Ejae doesn’t slow down. Fresh off making Grammy history, the singer-songwriter releases “Time After Time” via Universal Records, an infectious heartbreak anthem about the person who stays in your head long after the relationship has ended. “The melody of ‘Time After Time’ was stuck in my head for years, just like the person I wrote it about,” she says. It’s exactly the kind of emotionally precise, globally resonant songwriting that has made her one of pop music’s most compelling new solo voices.
The release arrives on the heels of a genuinely historic moment. Ejae’s breakout hit “Golden,” from the film KPop Demon Hunters, won Best Song Written for Visual Media at the 2026 Grammy Awards, becoming the first K-pop song ever to win a Grammy. The song had already won a Golden Globe and a Critics’ Choice Award and carries an Academy Award nomination for Best Original Song. That’s a run of recognition that establishes Ejae not just as a K-pop star crossing over, but as a songwriter operating at the highest level of the industry.

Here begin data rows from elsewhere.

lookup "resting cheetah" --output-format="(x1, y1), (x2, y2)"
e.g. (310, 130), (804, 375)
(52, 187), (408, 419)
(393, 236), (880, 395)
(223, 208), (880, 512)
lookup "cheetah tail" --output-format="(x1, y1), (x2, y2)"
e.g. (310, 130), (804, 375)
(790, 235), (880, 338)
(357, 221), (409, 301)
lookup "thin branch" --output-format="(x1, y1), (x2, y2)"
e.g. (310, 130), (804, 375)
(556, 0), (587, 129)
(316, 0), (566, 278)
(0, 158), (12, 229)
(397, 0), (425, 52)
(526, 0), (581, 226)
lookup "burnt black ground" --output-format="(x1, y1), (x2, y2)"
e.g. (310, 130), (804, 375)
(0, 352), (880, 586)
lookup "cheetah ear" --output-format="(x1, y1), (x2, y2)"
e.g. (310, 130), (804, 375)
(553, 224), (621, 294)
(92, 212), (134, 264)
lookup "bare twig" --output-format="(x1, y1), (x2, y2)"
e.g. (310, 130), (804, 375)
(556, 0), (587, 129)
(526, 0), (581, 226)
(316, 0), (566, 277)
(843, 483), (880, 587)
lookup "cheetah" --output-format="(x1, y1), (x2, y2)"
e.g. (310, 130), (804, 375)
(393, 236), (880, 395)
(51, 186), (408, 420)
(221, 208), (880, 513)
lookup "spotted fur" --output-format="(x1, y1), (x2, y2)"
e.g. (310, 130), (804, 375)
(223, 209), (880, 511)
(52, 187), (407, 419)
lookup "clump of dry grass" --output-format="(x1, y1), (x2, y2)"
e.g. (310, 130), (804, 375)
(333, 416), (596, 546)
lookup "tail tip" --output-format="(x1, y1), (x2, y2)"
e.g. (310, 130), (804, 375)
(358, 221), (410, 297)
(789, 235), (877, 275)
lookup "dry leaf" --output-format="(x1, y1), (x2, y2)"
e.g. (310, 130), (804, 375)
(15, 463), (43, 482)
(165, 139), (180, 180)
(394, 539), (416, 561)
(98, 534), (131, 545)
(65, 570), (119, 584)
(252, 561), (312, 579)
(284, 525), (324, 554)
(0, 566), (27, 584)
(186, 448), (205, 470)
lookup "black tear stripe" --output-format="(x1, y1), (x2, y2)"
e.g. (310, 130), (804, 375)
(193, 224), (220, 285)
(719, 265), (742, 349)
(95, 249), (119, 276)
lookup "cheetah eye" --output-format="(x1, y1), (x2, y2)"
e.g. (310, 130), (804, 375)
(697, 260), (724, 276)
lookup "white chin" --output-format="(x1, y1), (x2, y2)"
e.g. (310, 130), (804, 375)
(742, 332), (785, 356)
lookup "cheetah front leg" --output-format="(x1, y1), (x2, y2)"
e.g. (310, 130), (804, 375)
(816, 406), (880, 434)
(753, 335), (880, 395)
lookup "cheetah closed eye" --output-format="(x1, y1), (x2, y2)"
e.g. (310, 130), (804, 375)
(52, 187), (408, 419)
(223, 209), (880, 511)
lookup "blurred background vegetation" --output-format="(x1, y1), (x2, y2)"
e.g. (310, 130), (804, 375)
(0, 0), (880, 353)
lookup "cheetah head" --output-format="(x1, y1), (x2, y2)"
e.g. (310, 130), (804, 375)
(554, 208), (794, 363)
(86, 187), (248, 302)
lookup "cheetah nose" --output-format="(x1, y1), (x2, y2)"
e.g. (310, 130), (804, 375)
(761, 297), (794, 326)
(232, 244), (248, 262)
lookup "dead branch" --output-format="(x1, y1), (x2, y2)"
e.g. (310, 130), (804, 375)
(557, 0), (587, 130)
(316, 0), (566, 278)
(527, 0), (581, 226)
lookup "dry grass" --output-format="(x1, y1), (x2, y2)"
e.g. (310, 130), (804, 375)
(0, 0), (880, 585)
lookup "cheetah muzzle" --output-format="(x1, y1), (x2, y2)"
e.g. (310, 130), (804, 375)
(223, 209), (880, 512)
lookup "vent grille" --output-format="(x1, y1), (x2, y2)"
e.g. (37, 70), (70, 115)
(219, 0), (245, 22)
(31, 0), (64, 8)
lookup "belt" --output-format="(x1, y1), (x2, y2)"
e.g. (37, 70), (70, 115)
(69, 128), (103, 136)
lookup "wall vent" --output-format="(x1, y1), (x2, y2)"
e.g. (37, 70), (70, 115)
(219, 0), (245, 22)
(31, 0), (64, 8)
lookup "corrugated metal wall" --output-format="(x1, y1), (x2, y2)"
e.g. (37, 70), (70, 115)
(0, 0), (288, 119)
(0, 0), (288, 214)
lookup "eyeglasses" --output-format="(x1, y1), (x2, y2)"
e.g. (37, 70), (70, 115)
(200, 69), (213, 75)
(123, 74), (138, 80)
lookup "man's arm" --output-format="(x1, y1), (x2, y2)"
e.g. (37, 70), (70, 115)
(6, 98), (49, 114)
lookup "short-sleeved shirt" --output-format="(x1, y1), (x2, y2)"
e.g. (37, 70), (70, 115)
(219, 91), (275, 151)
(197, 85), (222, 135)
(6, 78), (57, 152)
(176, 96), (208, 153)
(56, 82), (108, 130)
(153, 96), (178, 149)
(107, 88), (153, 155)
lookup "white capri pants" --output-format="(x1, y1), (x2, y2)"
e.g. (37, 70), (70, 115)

“Time After Time” demonstrates exactly that evolution. Moving beyond the sonic landscape of her K-pop work, the track showcases her distinctive voice and her ability to craft melodies that connect globally without losing their emotional core. It’s a natural next step for an artist whose trajectory has been anything but ordinary, and it signals that 2026 has considerably more in store.